The Goblin Emperor
An apparent accident with an airship has led to the death of powerful elven emperor and his immediate successors – these elves apparently do not follow the British tradition that says that monarch and heir or similar combinations should not travel by air together. Suddenly, then, to his own great surprise and the outrage of most of the remainder of the court, a young half-goblin called Maia, the only child of the tragic fourth wife of the previous emperor, ascends to the throne. Having been held in little regard by the court (there is also a suggestion of discrimination which is not outwardly mentioned in a world of glacial, deeply bourgeois manners and mannerisms), the new emperor is utterly unprepared for this change of lifestyle. He had been raised in an abusive household with an unloved and unlovely guardian and lacked basic knowledge about the empire, not to mention the poise and ability to converse with his subjects that might have been expected of him. Learning how to acquire this burnish, savoir faire and ability to survive in what turns out to be quite a dangerous environment forms the main content of this thoroughly entertaining novel. Presumably, this being the fantasy genre, the author is planning a series of such books and, if so, I would be happy to read more of them.
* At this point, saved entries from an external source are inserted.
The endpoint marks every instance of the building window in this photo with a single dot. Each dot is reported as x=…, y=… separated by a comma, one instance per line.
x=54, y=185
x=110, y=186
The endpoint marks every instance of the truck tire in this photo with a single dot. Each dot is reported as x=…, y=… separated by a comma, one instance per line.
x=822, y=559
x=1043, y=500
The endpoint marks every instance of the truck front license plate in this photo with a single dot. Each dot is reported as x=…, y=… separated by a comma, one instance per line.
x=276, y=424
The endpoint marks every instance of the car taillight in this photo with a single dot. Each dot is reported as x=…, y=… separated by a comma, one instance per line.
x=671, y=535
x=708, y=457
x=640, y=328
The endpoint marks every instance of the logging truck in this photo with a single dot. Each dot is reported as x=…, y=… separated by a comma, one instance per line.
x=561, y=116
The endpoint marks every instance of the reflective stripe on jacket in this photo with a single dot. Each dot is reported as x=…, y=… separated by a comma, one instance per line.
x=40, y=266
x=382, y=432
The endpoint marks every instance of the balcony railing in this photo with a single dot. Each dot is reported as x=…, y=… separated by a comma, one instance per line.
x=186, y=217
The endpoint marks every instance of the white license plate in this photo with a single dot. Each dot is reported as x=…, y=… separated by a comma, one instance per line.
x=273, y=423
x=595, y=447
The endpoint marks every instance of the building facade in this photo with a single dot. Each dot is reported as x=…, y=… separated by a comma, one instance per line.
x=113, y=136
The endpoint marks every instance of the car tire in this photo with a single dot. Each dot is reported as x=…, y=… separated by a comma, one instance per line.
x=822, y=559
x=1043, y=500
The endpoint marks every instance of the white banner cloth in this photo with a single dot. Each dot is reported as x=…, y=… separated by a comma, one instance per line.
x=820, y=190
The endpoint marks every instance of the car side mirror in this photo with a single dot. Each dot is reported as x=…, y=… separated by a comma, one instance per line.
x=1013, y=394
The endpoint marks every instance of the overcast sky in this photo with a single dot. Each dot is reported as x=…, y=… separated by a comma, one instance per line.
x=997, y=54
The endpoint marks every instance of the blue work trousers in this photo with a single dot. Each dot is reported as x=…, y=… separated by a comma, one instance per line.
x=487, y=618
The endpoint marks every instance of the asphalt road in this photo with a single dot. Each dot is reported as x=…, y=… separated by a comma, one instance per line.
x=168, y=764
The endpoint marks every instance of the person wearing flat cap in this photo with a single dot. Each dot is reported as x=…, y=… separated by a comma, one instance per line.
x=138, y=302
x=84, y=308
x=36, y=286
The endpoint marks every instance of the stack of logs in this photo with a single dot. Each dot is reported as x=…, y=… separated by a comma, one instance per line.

The elven empire is based quite strongly on the historical Chinese empire of about the Sung dynasty in vintage, albeit with the addition of some steampunk-like technology, mostly in the field of communications. Gender relations in the aristocracy, for example, are comparable, although in China Maia would have been considered something of a late-starter and his father would have been expected to have an extensive harem of wives in various categories and additional concubines. The nature of the imperial household and the work that was expected of the emperor also rings true, more or less. There are some delightful additions drawn from the elfishness of things, such as the telltale signs of emotion given away by twitching of the ears. Formal names are also pleasing, since they contain an apparent wealth of meaning (although they are not explained). For example, the previous emperor was known as Varenchibel, while Maia takes the regnal name Edrehasivar VII Drazhar and occupies the court Untheileneise. It is there that he entertains the Great Avar of Barizhan, who is the leader of the Xi Xia to Maia’s China. I would anticipate seeing more of him and his people in the future. Presumably, having established himself as the legitimate emperor, Maia will be required to look outside of the court and deal with foreign relations, warfare and natural disasters and so forth.
The writing of the prose is consistently done and has a certain poetry to it, particularly the dialogue, although I would have liked to have seen more of the discourse and conversation informed by cultural phenomena (e.g. poetry, legends) as would have been engineered by the great Dorothy Dunnett. Tastes would vary in this regard, since many readers would find the text forbidding as a result. There is also a slight issue, to my mind, as to how Maia arrives at the epiphanies that help him navigate the court, since these seem quite easily come by without sufficient suffering or intellectual struggle. However, this is a minor issue and the book itself I can heartily recommend.